Suddenly, Wetzel had his foot in the door. Soon he and others within Major League Baseball realized what a knack he had for scouting. Wetzel dropped teaching in 1985 and became a full-time scout with the Kansas City Royals, his employer until he left for the Rockies in 2000. In November 2014, Nationals General Manager Mike Rizzo hired Wetzel to his current post.
Wetzel, who has a wife Patricia and children Jenna and Ryan, continues to live in the Kansas City area. In regards to his profession, Wetzel joked that it doesn’t matter where you live as long as you’re close to an airport. The job has him trotting the globe. MLB teams will literally go to the ends of the Earth in their efforts to uncover baseball’s next big thing. Recently, Wetzel ventured to the west coast to prep the team’s amateur scouts for the upcoming draft.
“What I do is basically whatever Mike Rizzo asks me to do, whether it’s go see a major league player or minor league player,” Wetzel said. “I help a lot with the amateur draft scouting at the college and high school levels as we get ready for that in June.

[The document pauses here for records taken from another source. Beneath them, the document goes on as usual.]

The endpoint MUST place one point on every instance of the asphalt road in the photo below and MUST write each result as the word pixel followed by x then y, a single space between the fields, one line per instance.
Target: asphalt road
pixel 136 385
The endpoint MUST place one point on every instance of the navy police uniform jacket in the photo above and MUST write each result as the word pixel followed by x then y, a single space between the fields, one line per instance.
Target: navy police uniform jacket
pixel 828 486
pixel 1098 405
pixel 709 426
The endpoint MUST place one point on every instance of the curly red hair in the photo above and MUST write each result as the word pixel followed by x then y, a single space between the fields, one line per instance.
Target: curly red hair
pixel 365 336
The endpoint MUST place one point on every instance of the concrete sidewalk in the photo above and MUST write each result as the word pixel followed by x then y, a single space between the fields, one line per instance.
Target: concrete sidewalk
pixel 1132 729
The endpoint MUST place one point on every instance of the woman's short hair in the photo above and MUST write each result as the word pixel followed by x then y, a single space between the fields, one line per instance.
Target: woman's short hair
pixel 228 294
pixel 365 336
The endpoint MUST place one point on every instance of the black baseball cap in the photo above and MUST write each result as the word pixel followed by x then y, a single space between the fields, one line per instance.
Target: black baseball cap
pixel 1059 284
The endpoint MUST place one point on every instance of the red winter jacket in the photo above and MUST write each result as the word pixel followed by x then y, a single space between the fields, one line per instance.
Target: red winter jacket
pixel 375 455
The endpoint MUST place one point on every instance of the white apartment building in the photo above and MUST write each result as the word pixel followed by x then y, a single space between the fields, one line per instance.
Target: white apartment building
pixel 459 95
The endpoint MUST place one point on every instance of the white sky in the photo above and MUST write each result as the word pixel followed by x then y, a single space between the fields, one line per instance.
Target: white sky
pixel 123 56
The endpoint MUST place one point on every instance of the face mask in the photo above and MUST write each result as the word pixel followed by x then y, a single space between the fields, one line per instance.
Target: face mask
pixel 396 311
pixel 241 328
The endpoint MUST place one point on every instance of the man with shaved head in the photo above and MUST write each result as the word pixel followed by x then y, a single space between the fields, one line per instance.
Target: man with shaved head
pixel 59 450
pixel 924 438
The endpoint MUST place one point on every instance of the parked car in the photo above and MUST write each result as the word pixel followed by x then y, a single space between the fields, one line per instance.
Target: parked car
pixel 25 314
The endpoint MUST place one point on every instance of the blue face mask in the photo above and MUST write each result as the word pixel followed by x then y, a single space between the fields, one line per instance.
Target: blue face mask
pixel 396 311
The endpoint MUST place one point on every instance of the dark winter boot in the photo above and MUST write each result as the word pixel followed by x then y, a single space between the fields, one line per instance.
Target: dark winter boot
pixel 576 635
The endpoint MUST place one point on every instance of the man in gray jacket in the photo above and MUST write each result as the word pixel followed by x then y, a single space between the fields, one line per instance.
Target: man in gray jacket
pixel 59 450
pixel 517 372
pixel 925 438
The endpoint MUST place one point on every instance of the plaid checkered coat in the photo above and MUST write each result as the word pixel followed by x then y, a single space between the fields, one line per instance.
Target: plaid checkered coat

Sometimes I go to Latin America. Sometimes I even go to Japan to see players. My job covers a wide spectrum and variety of things. I could also be asked to see an injured player who is trying to come back in a workout. It could be just about anything.”
The rewards, both tangible and intangible, have been plentiful for Wetzel. He was a member of the scouting staffs for the 1985 World Series champion Royals and the 2007 National League champion Rockies. He’s also won numerous awards and has been honored at Hall of Fame ceremonies beyond 800 North Columbia Avenue.
During a phone interview, Wetzel never once mentioned any of these personal accolades, but he did speak frequently about relationships like the ones he forged with “Bullfrog” teammates during an era when Concordia sparkled as one of the top swim programs in the NAIA and all of the Midwest, guided by coaches Jim Landon and John Seevers. Wetzel talks of having the fortune of working for great organizations with quality people and owners. He mentions former Royals owner Ewing Kauffman as an important influence.
As an area scout who covered the entire state of Texas as well as Mexico in his early scouting days, Wetzel’s existence has been about the people. An essential part of scouting is about finding the right people.
Said Wetzel, “I’ve developed tremendous friendships and relationships with people in all areas of life. It’s just amazing. That’s the biggest thing. You look back at how fast 35 years have gone by. Wow. You think back to all the people and different friendships that you have.”
The importance of friendships and relationships keeps coming up with Wetzel. The ones he’s maintained with his former Concordia teammates, coaches, professors and classmates likely had something to do with his decision to return in October 2015. He toured the campus and came away impressed with the athletic facilities. No matter where his travels take him, Wetzel carries pride in his status as a Concordia alum and a member of those Hall of Fame swim teams.
“I’m very proud to have been able to swim with those guys and have those friendships,” Wetzel said. “Some of them have gone on to be pastors, teachers and coaches and to hold district offices. A lot of really successful people were on those teams.”
Only one of those team members can say, “I’m Terry Wetzel, Special Assistant to the President of Baseball Operations & General Manager of the Washington Nationals.”